The cursorial abilities of ornithomimids have been recognized for a long time, and these animals have among the highest ratios of hindlimb length to presacral vertebral column length in Theropoda. Russell (1972) compared the ornithomimid pelvis and hindlimb to that of extant ratites and concluded, based on his reconstructions of the ornithomimid pelvic and hindlimb musculature, that these dinosaurs might have been able to attain the speed but not the maneuverability of modern cursors such as ostriches. Maximum running-speed estimates for ornithomimosaurs vary from about 35 to 60 km/hr (Thulborn 1990).

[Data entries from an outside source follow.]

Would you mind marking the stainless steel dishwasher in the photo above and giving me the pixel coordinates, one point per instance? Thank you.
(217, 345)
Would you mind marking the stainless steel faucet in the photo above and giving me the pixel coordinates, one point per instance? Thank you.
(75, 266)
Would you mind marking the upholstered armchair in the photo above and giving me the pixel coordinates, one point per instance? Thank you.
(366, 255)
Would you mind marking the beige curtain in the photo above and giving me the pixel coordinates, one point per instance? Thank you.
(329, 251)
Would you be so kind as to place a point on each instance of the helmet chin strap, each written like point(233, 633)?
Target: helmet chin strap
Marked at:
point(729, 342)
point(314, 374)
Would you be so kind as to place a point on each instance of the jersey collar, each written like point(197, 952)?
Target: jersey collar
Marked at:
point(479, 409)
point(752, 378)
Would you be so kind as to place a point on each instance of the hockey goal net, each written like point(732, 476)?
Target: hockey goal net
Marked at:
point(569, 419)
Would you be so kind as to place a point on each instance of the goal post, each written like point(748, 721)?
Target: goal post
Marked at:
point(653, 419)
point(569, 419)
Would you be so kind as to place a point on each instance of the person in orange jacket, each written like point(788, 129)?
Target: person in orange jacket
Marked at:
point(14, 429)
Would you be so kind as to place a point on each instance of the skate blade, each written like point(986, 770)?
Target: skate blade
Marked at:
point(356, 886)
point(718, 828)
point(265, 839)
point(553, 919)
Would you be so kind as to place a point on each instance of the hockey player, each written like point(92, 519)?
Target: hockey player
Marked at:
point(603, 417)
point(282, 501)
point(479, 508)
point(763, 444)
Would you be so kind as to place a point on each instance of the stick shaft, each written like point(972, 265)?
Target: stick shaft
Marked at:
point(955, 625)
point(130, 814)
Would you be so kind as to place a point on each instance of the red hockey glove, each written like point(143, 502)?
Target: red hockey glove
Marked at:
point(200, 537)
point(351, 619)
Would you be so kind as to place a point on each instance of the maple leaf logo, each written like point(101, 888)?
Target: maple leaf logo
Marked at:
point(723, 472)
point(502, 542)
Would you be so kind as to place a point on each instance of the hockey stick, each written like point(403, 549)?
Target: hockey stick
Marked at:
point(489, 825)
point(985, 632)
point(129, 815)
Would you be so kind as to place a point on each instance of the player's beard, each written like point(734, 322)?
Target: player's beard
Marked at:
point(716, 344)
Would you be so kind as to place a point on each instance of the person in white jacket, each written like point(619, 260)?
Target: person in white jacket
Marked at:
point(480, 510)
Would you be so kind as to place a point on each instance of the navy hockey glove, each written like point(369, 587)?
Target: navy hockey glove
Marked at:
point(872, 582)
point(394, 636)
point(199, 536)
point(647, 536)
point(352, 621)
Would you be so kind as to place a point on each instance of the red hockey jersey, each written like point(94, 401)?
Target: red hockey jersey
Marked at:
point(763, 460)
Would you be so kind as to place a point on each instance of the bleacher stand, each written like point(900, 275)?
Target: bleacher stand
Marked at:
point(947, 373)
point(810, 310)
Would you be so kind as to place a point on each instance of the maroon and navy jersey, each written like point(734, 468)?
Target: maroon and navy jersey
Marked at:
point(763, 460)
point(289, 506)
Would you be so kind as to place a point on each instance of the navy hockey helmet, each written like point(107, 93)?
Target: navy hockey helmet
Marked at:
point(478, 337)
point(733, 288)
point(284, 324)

Paucispecific bone-bed assemblages of Archaeornithomimus at Iren Dabasu (Gilmore 1933a; Currie and Eberth 1993) and a mass-mortality occurrence of Sinornithomimus in the Ulansuhai Formation (Kobayashi et al. 1999; Kobayashi and Lü 2003), both in Inner Mongolia, demonstrate that at least more advanced ornithomimosaurs exhibited some form of gregarious behavior. These occurrences preserve remains of a size range of individuals from juvenile to adult animals. It is unclear whether gregarious behavior was common and perennial or seasonal or facultative. Most ornithomimids are found apart from others.
Eggs from Iren Dabasu, in China, were tentatively attributed to ornithomimids (Currie and Eberth 1993) but cannot be identified with certainty without a more direct association with embryonic or other skeletal material. Nothing is known about their reproductive biology. Russell (1972) pointed out that the pelvic canal of ornithomimosaurs is proportionately wide and speculated that ornithomimosaurs may have laid fewer and larger eggs (or live young) than other theropods.